Quantum computers have shown astonishing promise in recent years, with companies from IBM to Google building increasingly powerful machines that are fundamentally expected in many areas, from encryption to medical research.
Quibits – quantum bits that simultaneously occupy a superposition of both 1 and 0 – are the building blocks of quantum machines. But today’s most powerful quantum computers are wildly inefficient due to a phenomenon called “quantum error.” This affects more than 1,000 qubits for each individual, unaffected ‘logical’ quibit.
Now French startup Alice & Bob are testing a new kind of quibt designed to resist quantum errors – by taking a leaf from the original Shrodinger’s Cat experiment on which the theory of quantum superposition is based.

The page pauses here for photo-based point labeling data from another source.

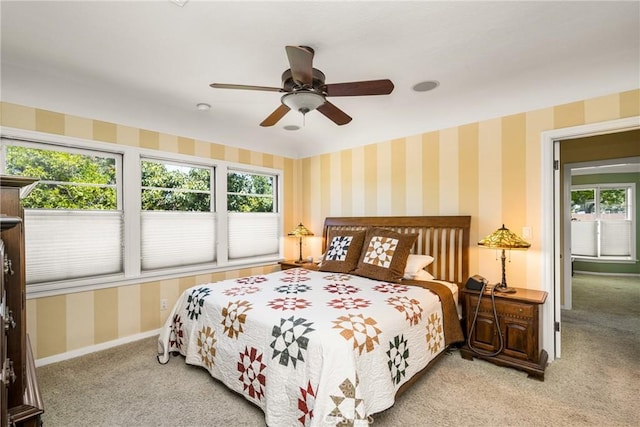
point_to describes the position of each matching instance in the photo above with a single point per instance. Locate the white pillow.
(416, 263)
(423, 275)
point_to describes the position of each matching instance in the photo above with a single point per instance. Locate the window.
(106, 215)
(253, 218)
(73, 219)
(177, 220)
(602, 224)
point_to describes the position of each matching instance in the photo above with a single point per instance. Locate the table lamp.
(300, 231)
(503, 239)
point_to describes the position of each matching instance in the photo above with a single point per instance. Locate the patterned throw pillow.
(343, 251)
(384, 254)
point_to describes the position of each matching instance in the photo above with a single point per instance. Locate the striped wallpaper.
(489, 170)
(74, 322)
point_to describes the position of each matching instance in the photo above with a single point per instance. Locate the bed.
(331, 347)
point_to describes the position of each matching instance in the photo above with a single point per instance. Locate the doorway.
(594, 233)
(552, 258)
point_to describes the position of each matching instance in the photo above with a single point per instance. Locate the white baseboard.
(93, 348)
(599, 273)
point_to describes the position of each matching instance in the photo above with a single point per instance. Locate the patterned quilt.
(310, 348)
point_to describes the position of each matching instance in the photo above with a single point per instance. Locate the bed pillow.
(384, 254)
(415, 264)
(343, 251)
(423, 275)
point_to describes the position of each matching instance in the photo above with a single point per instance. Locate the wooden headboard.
(445, 238)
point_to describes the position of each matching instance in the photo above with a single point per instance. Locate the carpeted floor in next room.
(596, 383)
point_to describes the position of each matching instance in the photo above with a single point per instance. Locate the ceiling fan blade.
(275, 116)
(246, 87)
(334, 114)
(370, 87)
(301, 60)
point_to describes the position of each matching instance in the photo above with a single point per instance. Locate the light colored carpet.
(596, 383)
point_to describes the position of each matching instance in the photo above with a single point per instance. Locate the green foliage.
(68, 181)
(613, 200)
(249, 192)
(582, 200)
(173, 188)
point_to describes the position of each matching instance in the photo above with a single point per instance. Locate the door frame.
(551, 217)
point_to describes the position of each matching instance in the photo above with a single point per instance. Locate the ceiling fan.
(305, 90)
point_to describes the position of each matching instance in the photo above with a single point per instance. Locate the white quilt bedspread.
(308, 347)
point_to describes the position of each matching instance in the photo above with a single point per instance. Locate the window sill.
(605, 260)
(49, 289)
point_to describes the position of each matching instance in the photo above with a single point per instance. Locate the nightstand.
(518, 320)
(287, 264)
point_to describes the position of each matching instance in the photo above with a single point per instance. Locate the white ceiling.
(147, 64)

Investing in the power of ‘cat state’ qubits
Instead of coding qubits using different energy levels, for example, Alice & Bob’s strategy involves creating two diametrically opposed states – like the state of life or death experienced by the aforementioned cat. Specifically, they used superconducting microwave resonators that fluctuate between two oscillating states.
The researchers say that using a quantum computer to break the RSA-2048 encryption would require roughly 22 million normal quibits, but only 350,000 of the ‘cat state’ qubits. And for each logical qubit, Alice and Bob would only need 40 quibits. That’s the powerful nature of this research: Amazon has also started working on its own “cat state” quibits.
“When we first heard that Amazon was working on cat qubits, our first reaction as a young startup was obviously to sweat,” Peronnin said. the Institute of Electronic Engineering (IEEE) Spectrum. publication.
“But then we slept on it and realized it might have been the best thing that could have happened to us. We don’t compete about who will win; it’s cat qubits versus the rest of the possible technologies, so for us it’s a great external validation.”
These ‘cat states’ are very resistant to bit-flip, which means that the state of a qubit changes from 1 to 0, or vice versa. However, they are often more vulnerable to phase flip, where quibits alternate between one of two opposing phases, but the researchers said one type of error is easier to fix than two.